Regulators should consider introducing a code of conduct for interpreters, a legal watchdog has advised, reporting that some interpreters have been acting as ‘introducers’ to law firms.
The Legal Services Consumer Panel says ‘better guidance is required around appropriate recruitment of interpreters and ensuring services meet acceptable standards’.
The panel was commissioned by the Legal Services Board to identify the areas of law it considered should be the priorities for the super-regulator’s work on ‘enabling demand for legal services to be met’.
Highlighting a ‘fragmented landscape’ in the area of asylum and immigration, the panel says it access to translators was raised as a problem, with examples of interpreters speaking the wrong language.

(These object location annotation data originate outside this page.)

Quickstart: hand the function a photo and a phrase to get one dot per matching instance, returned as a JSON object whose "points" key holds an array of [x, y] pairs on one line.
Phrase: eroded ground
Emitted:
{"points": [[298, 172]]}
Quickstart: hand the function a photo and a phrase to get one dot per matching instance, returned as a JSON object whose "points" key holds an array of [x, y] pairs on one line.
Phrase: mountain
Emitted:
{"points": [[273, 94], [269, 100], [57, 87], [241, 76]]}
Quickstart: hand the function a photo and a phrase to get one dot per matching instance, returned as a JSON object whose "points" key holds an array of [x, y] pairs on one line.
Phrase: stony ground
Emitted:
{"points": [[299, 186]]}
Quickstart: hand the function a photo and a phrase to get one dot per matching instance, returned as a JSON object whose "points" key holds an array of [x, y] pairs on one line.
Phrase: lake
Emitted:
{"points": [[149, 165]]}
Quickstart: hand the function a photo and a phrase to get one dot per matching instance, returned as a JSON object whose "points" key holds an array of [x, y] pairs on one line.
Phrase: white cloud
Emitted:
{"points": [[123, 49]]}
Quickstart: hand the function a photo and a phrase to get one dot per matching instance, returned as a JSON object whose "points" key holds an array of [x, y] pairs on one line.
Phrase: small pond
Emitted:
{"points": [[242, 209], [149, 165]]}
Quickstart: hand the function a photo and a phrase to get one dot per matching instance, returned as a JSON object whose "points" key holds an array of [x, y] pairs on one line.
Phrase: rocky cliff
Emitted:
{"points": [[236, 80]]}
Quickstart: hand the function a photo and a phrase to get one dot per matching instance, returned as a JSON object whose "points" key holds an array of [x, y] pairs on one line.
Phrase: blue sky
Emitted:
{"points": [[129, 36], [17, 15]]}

‘Where interpreters spoke the correct language, the evidence raised questions about the quality of interpretation as well as the role interpreters were playing – in some instances acting as introducers to law firms,’ the panel says.

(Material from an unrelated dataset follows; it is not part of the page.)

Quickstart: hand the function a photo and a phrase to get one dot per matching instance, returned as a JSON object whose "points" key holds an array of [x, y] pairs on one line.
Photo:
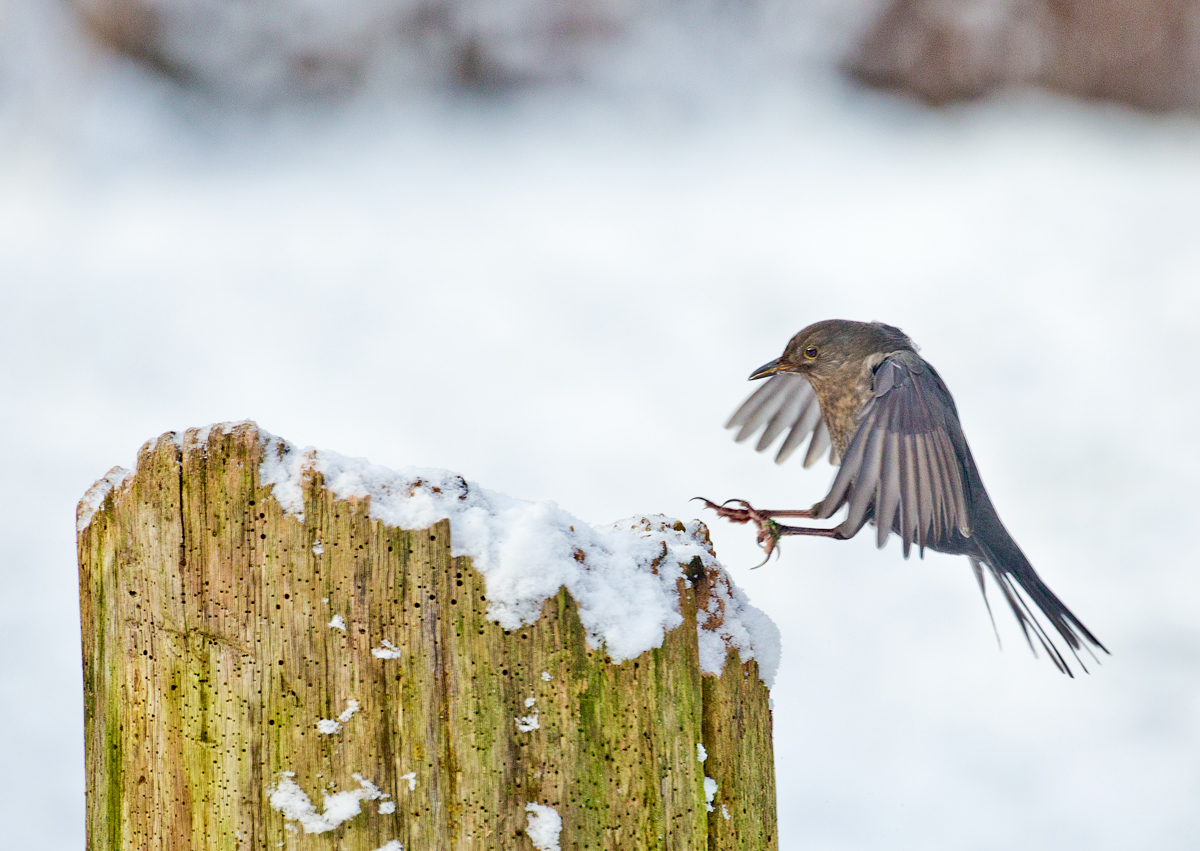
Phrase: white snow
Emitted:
{"points": [[95, 496], [623, 576], [329, 726], [543, 826], [385, 651], [294, 804]]}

‘Given the frequency with which interpreters are relied upon in asylum and immigration cases (and a great many other types of case), better guidance is required around appropriate recruitment of interpreters and ensuring services meet acceptable quality standards.’
The panel questions if there is a ‘regulatory role’ for the Solicitors Regulation Authority and Bar Standards Board ‘to explore with the relevant regulators the role and use of translation services across the legal services market, and encourage standardised best practice or a code of conduct from those operating within it’.

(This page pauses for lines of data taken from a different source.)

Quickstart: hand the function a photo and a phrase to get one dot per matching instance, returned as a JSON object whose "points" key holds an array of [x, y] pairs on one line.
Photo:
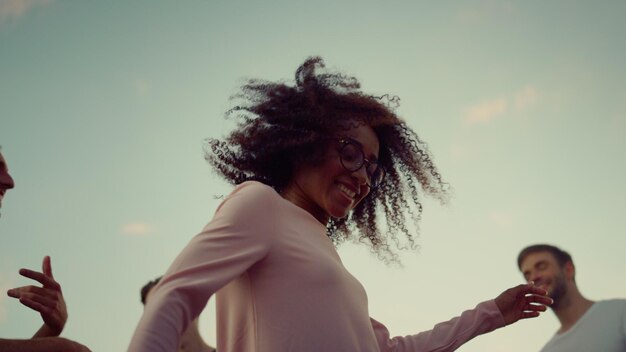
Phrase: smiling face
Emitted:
{"points": [[544, 270], [6, 181], [328, 189]]}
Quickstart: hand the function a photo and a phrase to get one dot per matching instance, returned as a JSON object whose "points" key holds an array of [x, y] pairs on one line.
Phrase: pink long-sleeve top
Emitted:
{"points": [[280, 286]]}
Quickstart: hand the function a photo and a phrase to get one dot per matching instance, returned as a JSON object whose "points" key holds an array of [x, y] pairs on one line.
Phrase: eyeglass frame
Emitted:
{"points": [[346, 141]]}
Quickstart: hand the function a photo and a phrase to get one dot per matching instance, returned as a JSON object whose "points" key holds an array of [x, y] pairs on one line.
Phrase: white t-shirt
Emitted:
{"points": [[601, 328]]}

Identifying family and relationships as another priority area, the panel says changes in the provision of legal aid should not be left to result in a lack of access to legal services in the long term.
The panel says: ‘The question now is whether the market can adapt to fill the gaps. For example, firms might consider offering paralegal services, a lower cost alternative, or unbundled services for would-be litigants in person.’
The panel adds that ‘it is also telling’ that over a quarter of all complaints relating to family law seen by the Legal Ombudsman in 2014-15 related to ‘excessive’ costs and ‘deficient’ information.
The panel asks how approved regulators be encouraged to promote transparency in family law and further investigation of the regulatory barriers to a wider range of cases being offered on a fixed-fee basis.
In housing, the panel identifies a lack of ‘joined-up thinking’ within the legal process in repossession cases.
Noting positive outcomes in cases where the ‘consumer’ participated in the legal process, the panel found that, in some instances, landlords and housing officers were telling defendants not to attend court, and that some had a ‘fear or misunderstanding’ of the legal system.
The panel suggests regulators could play a role in encouraging better information-giving on the availability of advice and of the Housing Possession Court Duty Scheme, which is funded by the Legal Aid Agency.